Texas leaguers and slash bunts had kept her in the game
--that, and the fact she was a beauty. 
But that didn't work the way one might expect:
[At heart she was not a partier.]
The girl deserved a cup, she was so good looking. 
Sometimes, near the end of a night,
when the energy finally backed-off to a bubbling overheated idle, he would sit still and look at her face.  He'd watch her crashed on the sofa drenched in the silver shimmer of their old color TV gone back to black and white.  Or, curled up in a cozy armchair before a dying fire at a ski lodge, he'd catch her in amber. 
At a stop light
on the way home
from a typical Saturday nite/Sunday morn, he'd absorb the quiescent
symmetry and grace
of her idyllic face sweetly tinged in the red glow.  Poised on the status streets,
he'd get into it: red, yellow, green, as the colors vied
to give the best tint to the dream.
[Red again.] 
He'd miss the light.
As she faded at the end of these long and reckless nights, he often wondered
what she'd be doing if she wasn't so pretty.  If she wasn't stuck with the idea
(and concurrent fear?) that people only liked her for her looks. 

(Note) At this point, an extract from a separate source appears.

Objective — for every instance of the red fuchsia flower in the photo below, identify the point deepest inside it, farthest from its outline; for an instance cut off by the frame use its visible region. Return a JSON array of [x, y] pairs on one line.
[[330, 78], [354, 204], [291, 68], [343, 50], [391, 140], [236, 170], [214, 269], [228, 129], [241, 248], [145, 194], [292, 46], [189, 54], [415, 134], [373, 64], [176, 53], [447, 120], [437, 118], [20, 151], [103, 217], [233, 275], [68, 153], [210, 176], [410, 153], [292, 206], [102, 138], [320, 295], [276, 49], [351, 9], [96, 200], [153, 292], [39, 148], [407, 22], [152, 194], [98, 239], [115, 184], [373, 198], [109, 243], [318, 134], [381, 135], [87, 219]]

'Cause she did keep up with the boys.
"Pound for pound, she buries us," he always said.
She was always accepted.  Everywhere.  The guess had to be that ninety per cent of it was due to her looks.  That's why she played so hard in his league.  She hit at the other ten per cent here.  And everyone in the gang liked her without regard for her face…cause she could party.  She had made friends in his clique.
He figured it was because she tried hard to add to the action, not just witness it [like a lump.]

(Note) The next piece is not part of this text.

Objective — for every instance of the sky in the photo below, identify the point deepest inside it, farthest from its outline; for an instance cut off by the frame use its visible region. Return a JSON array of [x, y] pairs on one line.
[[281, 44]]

In a public bar once she did a strip-tease that kept the place from closing on time. 
When the cops came, ten guys formed a wall for her to get dressed behind.  Another time she took half her paycheck--she wrote copy for "the largest ad agency N. of wacky Wacker”
--and blew it on Butkusberg Champagne, which'll give you a high and a head you won't soon forget.  The wild and crazy gang countered with coke and, later, after hours of sweaty dancing,
a great steak, totally lascivious and loud, at the Blackhawk.
(Where they use table cloth.)
"Did I have fun?" she asked him the following morning.
"Nah.  You were too cold with your clothes off."
He died.  Laughing.  At the look on her face.
It was a cluster of camaraderie.  Nobody cared, nobody stared. 
[They were used to her. ]
And she wasn't stiff with the other ladies either (who mostly came and went in those bawdy days.) It all fit just fine.  She'd hang with the girls all right.  They'd have lunch.  Go shopping.  They'd meet for a drink after work sometimes before joining the guys.
But even the best and the beautiful have dissatisfactions within.
And Willie finally deduced, too late, that it was a somewhat negative
Self-evaluation that compelled her to stay.  And play.  He probably didn't
want to think about it much because, back of the laughter, he knew
(must've) that it had to stop sometime.  Ten more years of this action and
they'd all be either dead or haggard.  But, heck, that was ten years from now,
right?
So when the crunch finally did come--when she got cured--he was ready for it.
It was the waste of time,
right?
She either grew up or got ambition.  Or both.
Maybe all three.
The change came shortly after somebody hired her to get her picture taken. 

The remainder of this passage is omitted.